Le ministre de la Fonction publique, du travail et du dialogue sociale, Gilbert Bawara a entamé ce 10 mars 2023 à Kara, une tournée d’échanges sur la compréhension et la mise en œuvre effective de la revalorisation du Salaire minimum interprofessionnel garent (SMIG) et du Salaire minimum agricole garanti (SMAG) avec les organisation syndicales des travailleurs et les organisations professionnelles des employeurs.

Première étape d’une tournée nationale, cette rencontre de Kara, a concerné les acteurs économiques des petites et moyennes entreprises et industries, les commerçant et travailleurs de la région de la Kara et celle de la Savane.

C’est une initiative d’information et de pédagogie qui va permettre au gouvernement de s’assurer que toutes les parties prenantes aussi bien les employeurs que les travailleurs ont bien saisi et compris le sens et la portée du SMIG qui a été revaloriser depuis le 1er janvier 2023 passant de 35000 à 52.500 FCFA.

Ces échanges ont eu d’abord pour objectif d’éclaircir les acteurs impliqués sur la compréhension, le sens et la portée exact de la revalorisation du SMIG adoptée ce qui va permettre aux deux parties employeur et employé d’avoir la même compréhension de la mesure. « Deuxièmement, il est question d’écouter et discuter avec les acteurs économiques du terrain pour mieux appréhender les difficultés et préoccupations éventuelles que pourraient soulever la mise en œuvre du SMIG qui s’applique naturellement essentiellement aux entreprises, employeurs et aux travailleurs soumis au code du travail », a expliqué Gilbert Bawara, ministre de la fonction publique, du travail et du dialogue sociale. Par ricochet, il s’agit aussi de « s’assurer que la mise en œuvre du SMIG n’engendre pas des effets pervers ou indésirables. Nous ne souhaitons pas voir les unités économiques se fermer, les activités cessées, qu’il y est ici et là des difficultés à embaucher ou même à maintenir des travailleurs en raison de la situation que les entreprises peuvent éprouver par suite de la revalorisation du SMIG », a-t-il ajouté.

Pour le ministre en charge de la fonction publique, les motivations de cette tournée viennent du fait qu’ils ont constaté qu’il y avait parfois des interprétations, des incompréhensions et des malentendus quant au sens, à la signification et aux implications de la revalorisation du SMIG.

Les échanges de cette rencontre de Kara ont permis aux entreprises aussi bien lucratif que non lucratif d’évoquer les difficultés financières qu’elles ont dans l’application immédiate du payement des 52.500 FCFA, déjà qu’elles n’arrivaient pas à honorer les 35000 FCFA. « Ça fait une augmentation de 50% et c’est vraiment lourd pour nous les PME. La Caisse nationale de sécurité sociale (CNSS) a déjà appliqué cela. Nous avons fait nos déclarations de janvier, ce qui a été rejeté parce que nous ne respectons pas le nouveau SMIG », pose comme soucis Joseph Teou de la société Boyodi invest, une PME de la Kéran. Tane Kangouline, secrétaire général du Syndicat du Personnel de l’Hôpital d’Afagnan (SYNPHATO) pour sa part trouve que cette mesure est encore difficile à appliquer pour eux qui sommes dans le sociale.

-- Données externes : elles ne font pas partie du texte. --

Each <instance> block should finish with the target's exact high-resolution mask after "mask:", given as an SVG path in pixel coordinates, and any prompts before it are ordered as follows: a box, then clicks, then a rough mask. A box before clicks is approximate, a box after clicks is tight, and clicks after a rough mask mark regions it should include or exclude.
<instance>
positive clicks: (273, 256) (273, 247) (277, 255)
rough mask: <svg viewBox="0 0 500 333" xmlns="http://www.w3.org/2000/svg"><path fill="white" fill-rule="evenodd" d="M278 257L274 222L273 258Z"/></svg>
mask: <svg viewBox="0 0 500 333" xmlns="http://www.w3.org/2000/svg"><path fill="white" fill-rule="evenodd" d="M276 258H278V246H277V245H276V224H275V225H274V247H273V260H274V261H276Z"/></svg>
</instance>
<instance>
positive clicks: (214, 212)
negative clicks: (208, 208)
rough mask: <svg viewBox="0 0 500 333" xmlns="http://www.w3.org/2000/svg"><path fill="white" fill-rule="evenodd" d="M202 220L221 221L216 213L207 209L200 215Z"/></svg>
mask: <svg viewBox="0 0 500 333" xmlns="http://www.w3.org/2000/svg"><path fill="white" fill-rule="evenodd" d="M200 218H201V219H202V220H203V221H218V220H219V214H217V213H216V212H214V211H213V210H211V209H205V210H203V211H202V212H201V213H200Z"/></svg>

A côtés de ces échanges qui ont portés sur les difficultés, les organisateurs ont aussi fait comprendre aux employés que ce n’est pas par ce que le SMIG a été revalorisé qu’immédiatement la grille indiciaire du secteur privé doit être revue.

Partenaire de cette rencontre, les organisations patronales par la voie Laurent Coami Tamegnon, président du Conseil national du patronat du Togo ont salué l’initiative et espère ici la fin de la tournée nationale avoir des solutions aux problèmes soumis au ministre Bawara.

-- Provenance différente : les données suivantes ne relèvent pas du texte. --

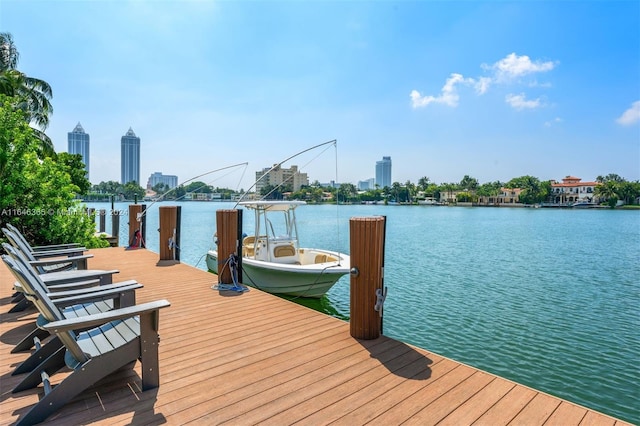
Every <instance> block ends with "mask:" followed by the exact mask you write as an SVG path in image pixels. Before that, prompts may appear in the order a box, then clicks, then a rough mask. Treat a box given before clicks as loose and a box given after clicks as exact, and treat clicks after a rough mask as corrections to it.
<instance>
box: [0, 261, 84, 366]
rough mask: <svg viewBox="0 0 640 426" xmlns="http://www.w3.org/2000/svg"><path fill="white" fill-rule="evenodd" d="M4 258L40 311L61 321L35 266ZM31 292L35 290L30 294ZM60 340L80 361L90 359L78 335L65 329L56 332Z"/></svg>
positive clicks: (10, 268) (14, 274)
mask: <svg viewBox="0 0 640 426" xmlns="http://www.w3.org/2000/svg"><path fill="white" fill-rule="evenodd" d="M2 260H3V261H4V262H5V263H6V264H7V266H8V267H9V269H10V270H11V272H12V273H13V275H14V276H15V278H16V279H17V280H18V281H19V282H20V285H22V286H23V287H24V288H25V289H28V292H29V293H25V296H26V297H28V298H29V299H30V300H31V301H32V302H33V304H34V305H35V306H36V308H38V311H40V313H41V314H42V316H43V317H44V318H45V319H46V320H47V321H49V322H52V321H60V320H63V319H65V317H64V315H63V314H62V312H60V309H58V307H57V306H56V305H55V304H54V303H53V302H52V301H51V299H50V298H49V297H48V296H47V293H46V291H44V285H43V284H42V285H40V284H41V281H40V283H39V282H38V280H39V279H40V277H39V276H38V275H37V274H36V273H35V272H34V271H33V268H31V267H28V265H24V264H22V265H20V263H21V262H20V260H19V258H18V259H14V258H13V257H12V256H7V255H3V256H2ZM30 292H33V293H32V294H30ZM56 335H57V336H58V338H59V339H60V341H62V343H63V344H64V345H65V347H66V348H67V350H68V351H69V352H70V353H71V355H72V356H73V357H74V358H75V359H76V360H77V361H78V362H79V363H84V362H86V361H88V360H89V358H88V357H87V355H86V354H85V353H84V352H83V351H82V350H81V349H80V346H78V343H77V342H76V335H75V334H74V333H73V332H71V331H64V332H59V333H56Z"/></svg>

Il faut noter que cette tournée nationale est une initiative du ministère de la fonction publique, du travail et du dialogue social en collaboration avec les organisations syndicales et patronales. Pour la poursuite de la tournée, la seconde étape est prévue le 14 prochain à Atakpamé pour le compte de la région Centrale et celle des plateaux, et la dernière se fera à Lomé pour la région Maritime.